UsualEnvironmentLabeling Configuration
To initialise and run the component two configs are used - general_config.ini
and usual_environment_labeling.ini
. In general_config.ini
all paths to the corresponding data objects shall be specified. Example:
[Paths.Silver]
...
longterm_permanence_score_data_siilver = ${Paths:silver_dir}/longterm_permanence_score
usual_environment_labels_data_silver = ${Paths:silver_dir}/usual_environment_labels
...
The expected parameters in usual_environment_labeling.ini
are as follows:
-
start_month: string, in
YYYY-MM
format, it indicates the first month to be included in the Usual Environment Labeling process. Long-term permanence metrics data shall be available for the corresponding start_month, end_month and season. Example:2023-01
. -
end_month: string, in
YYYY-MM
format, it indicates the last month to be included in the Usual Environment Labeling process. Long-term permanence metrics data shall be available for the corresponding start_month, end_month and season. Example:2023-06
. -
season: string, it indicates the season to be included in the Usual Environment Labeling process. Long-term permanence metrics data shall be available for the corresponding start_month, end_month and season. The months that correspond to each season are defined in the configuration of the Long-term permanence score method. Example:
all
. Options:"all"
: every month between start_month and end_month, both inclusive, are considered in the aggregation."winter"

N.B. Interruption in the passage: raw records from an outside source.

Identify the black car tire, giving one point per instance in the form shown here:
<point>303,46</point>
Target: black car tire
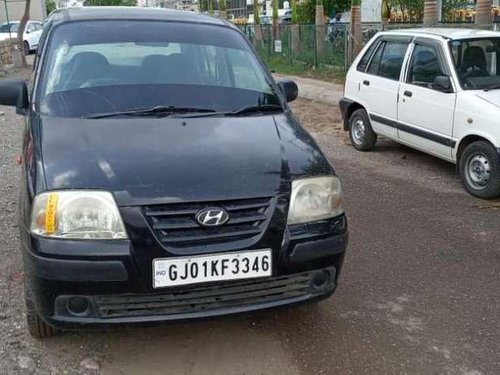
<point>36,326</point>
<point>480,170</point>
<point>26,48</point>
<point>362,136</point>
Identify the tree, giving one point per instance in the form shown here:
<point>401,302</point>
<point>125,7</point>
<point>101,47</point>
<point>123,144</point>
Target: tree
<point>20,32</point>
<point>357,32</point>
<point>295,28</point>
<point>483,12</point>
<point>275,19</point>
<point>412,8</point>
<point>222,9</point>
<point>431,15</point>
<point>256,12</point>
<point>50,6</point>
<point>320,27</point>
<point>449,7</point>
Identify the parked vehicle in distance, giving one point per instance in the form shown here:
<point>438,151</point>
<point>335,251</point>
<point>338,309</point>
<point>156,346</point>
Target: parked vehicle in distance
<point>436,90</point>
<point>165,176</point>
<point>31,34</point>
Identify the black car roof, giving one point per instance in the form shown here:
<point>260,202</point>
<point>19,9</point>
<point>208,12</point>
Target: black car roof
<point>131,13</point>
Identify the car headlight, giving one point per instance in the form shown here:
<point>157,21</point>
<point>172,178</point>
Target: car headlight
<point>314,199</point>
<point>72,214</point>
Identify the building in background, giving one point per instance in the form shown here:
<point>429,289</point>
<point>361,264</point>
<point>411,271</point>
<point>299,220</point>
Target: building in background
<point>237,8</point>
<point>12,10</point>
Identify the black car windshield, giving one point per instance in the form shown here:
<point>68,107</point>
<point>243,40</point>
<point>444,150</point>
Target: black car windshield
<point>477,62</point>
<point>99,67</point>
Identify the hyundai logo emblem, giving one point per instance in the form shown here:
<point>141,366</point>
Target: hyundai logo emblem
<point>212,217</point>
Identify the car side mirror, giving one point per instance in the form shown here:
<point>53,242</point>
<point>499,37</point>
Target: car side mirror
<point>289,89</point>
<point>15,93</point>
<point>442,83</point>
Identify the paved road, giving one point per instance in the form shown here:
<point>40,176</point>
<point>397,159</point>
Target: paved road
<point>419,293</point>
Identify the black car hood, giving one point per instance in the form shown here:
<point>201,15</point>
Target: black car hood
<point>167,159</point>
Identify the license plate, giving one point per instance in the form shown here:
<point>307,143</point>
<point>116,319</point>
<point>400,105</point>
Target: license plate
<point>214,267</point>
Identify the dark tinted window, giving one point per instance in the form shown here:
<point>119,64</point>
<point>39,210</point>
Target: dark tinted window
<point>388,60</point>
<point>425,66</point>
<point>363,63</point>
<point>375,63</point>
<point>103,66</point>
<point>392,60</point>
<point>477,62</point>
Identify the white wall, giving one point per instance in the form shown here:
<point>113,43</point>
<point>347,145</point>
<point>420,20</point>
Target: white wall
<point>15,10</point>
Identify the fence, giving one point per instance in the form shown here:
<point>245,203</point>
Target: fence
<point>322,51</point>
<point>301,48</point>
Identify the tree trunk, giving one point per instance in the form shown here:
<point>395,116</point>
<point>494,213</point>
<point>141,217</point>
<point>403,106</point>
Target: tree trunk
<point>275,20</point>
<point>294,29</point>
<point>257,33</point>
<point>483,12</point>
<point>431,14</point>
<point>320,28</point>
<point>20,32</point>
<point>357,31</point>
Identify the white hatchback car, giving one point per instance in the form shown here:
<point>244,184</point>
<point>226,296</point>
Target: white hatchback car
<point>31,35</point>
<point>436,90</point>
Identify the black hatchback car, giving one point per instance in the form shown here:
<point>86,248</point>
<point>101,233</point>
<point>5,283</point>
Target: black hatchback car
<point>165,177</point>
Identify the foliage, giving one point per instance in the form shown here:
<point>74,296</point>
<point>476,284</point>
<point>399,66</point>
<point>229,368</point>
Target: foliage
<point>306,10</point>
<point>450,5</point>
<point>415,8</point>
<point>50,5</point>
<point>256,15</point>
<point>275,9</point>
<point>295,15</point>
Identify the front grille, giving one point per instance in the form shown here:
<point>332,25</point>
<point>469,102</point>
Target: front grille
<point>207,298</point>
<point>175,225</point>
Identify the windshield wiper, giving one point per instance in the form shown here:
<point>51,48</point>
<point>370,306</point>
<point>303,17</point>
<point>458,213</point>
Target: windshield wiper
<point>492,87</point>
<point>259,108</point>
<point>150,111</point>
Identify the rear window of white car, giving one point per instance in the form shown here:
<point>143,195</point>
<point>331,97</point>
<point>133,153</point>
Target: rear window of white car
<point>388,59</point>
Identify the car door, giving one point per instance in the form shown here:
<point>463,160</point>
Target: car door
<point>426,109</point>
<point>379,87</point>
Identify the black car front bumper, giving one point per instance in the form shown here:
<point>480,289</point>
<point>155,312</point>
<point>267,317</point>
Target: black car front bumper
<point>107,287</point>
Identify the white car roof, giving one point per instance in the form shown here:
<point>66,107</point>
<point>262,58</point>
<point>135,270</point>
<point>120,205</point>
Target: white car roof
<point>448,33</point>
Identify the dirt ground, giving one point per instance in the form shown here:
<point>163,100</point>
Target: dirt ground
<point>420,292</point>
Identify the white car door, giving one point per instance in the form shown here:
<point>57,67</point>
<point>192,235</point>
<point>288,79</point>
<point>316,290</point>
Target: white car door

: every month included in the winter_months list between start_month and end_month, both inclusive, are considered in the aggregation."spring"
: every month included in the spring_months list between start_month and end_month, both inclusive, are considered in the aggregation."summer"
: every month included in the summer_months list between start_month and end_month, both inclusive, are considered in the aggregation."autumn"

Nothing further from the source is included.